AI models can now code better than nearly all humans and win gold medals at Math Olympiads, but there are still some relatively trivial tasks that trip them up.
A new AI benchmark named ClockBench assesses AI models on their ability to read analog clocks. Clocks have been a bugbear for AI for a while, and even the best AI systems can’t currently read analog time or generate images showing specific times on an analog clock. ClockBench tracks top AI models on their ability to read clocks, and discovers that AI has a long way to go before they can understand the mysterious ways of how analog clocks work.

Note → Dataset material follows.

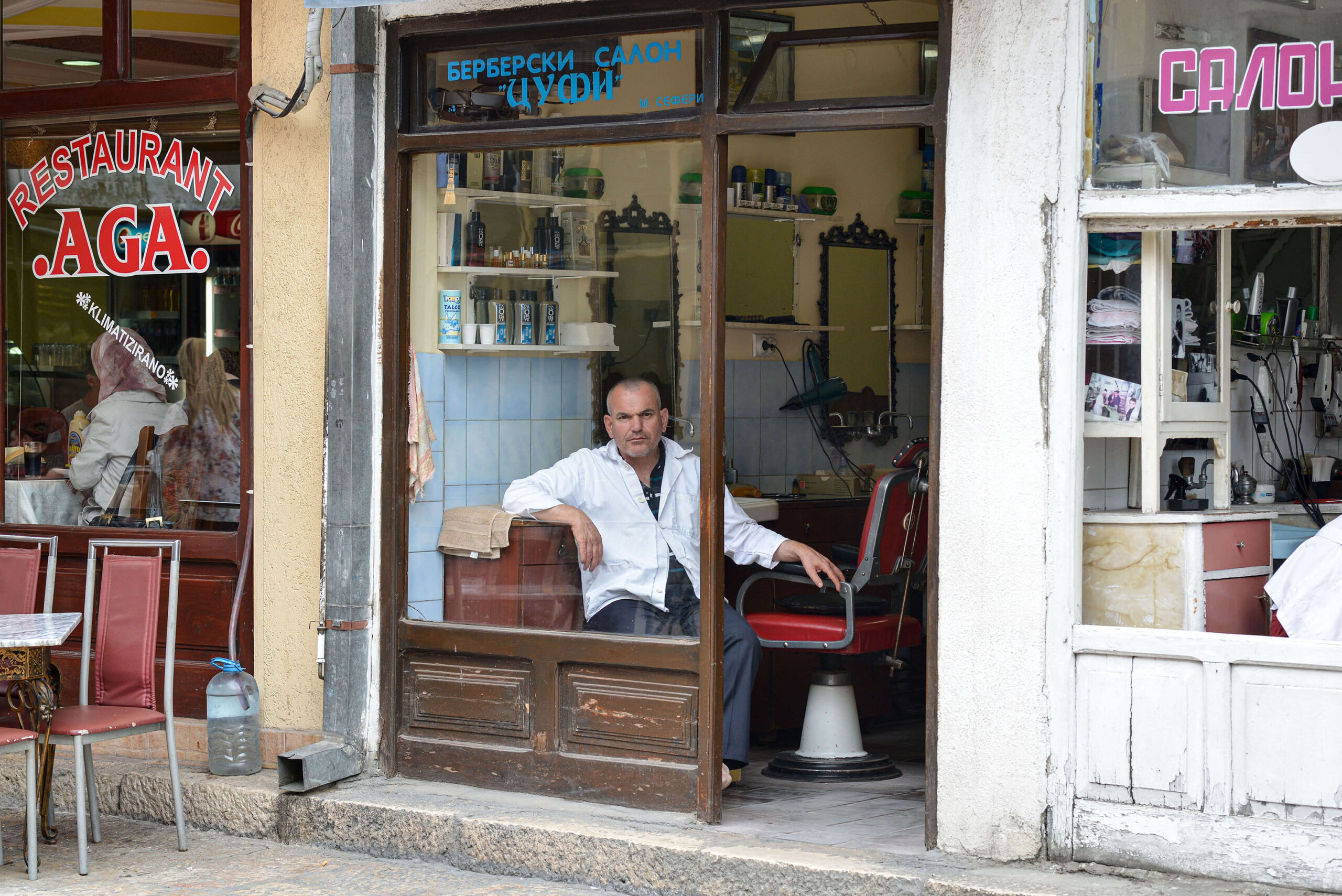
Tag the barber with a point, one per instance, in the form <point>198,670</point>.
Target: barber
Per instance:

ClockBench’s creators built 36 custom clock faces with 5 sample clocks per face. This amounted to 180 total clocks, with 4 questions per clock, which meant a total of 720 questions. The researchers tested the ability of 11 models capable of visual understanding from 6 labs, and also administered the test to 5 human participants.

Humans were much better than AI at reading clocks. Not only did they get the time right 89% of the time, when they were wrong they were off by a median time of only 3 minutes. On the other hand, the best AI was right only 13 percent of the time, and when it was wrong, it was wrong by a median time of one hour. The worst AI model was wrong by a median time of 3 hours, indicating it had little idea of how analog clocks worked.
The benchmark’s creators also discovered that clocks with Roman numerals were more difficult for AI models to read, as were clocks with a prominent seconds hand and those with colorful backgrounds.
Among AI models, Gemini 2.5 Pro topped the benchmarks, and was able to read clocks correctly 13.3% of the time. It was followed by another Google model, Gemini Flash, which was right 10.5% of the time. OpenAI’s latest GPT-5 model, which CEO Sam Altman likened to a PhD in your pocket, was only able to read clocks 8.4% of the time. Another frontier model, Grok, fared even worse, coming in dead last and being able to read clocks only 0.7% of the time.

There’s something about clocks that seems to trip models up — they don’t seem to fully understand how the minute and hour hands work, in spite of many clocks likely being in their training data. Also, AI models have an interesting quirk: they tend to generate clocks showing 10:10, which is a popular time on advertised watch faces. This seems to be an example of the so-called jagged frontier — AI models are undeniably extremely smart, but still fail to grasp some tasks that would be easy for a 6-year-old.
And benchmarks like ClockBench will put these shortcomings in sharp relief, and give AI researchers something to work towards improving. Interestingly, AI seems to score roughly as much on ClockBench as it does on ARC-AGI, which is a test of AGI. It remains to be seen how quickly models can improve their clock-reading abilities, because while this task isn’t particularly useful in the real world, it can serve as an indicator of whether models have picked up some common sense.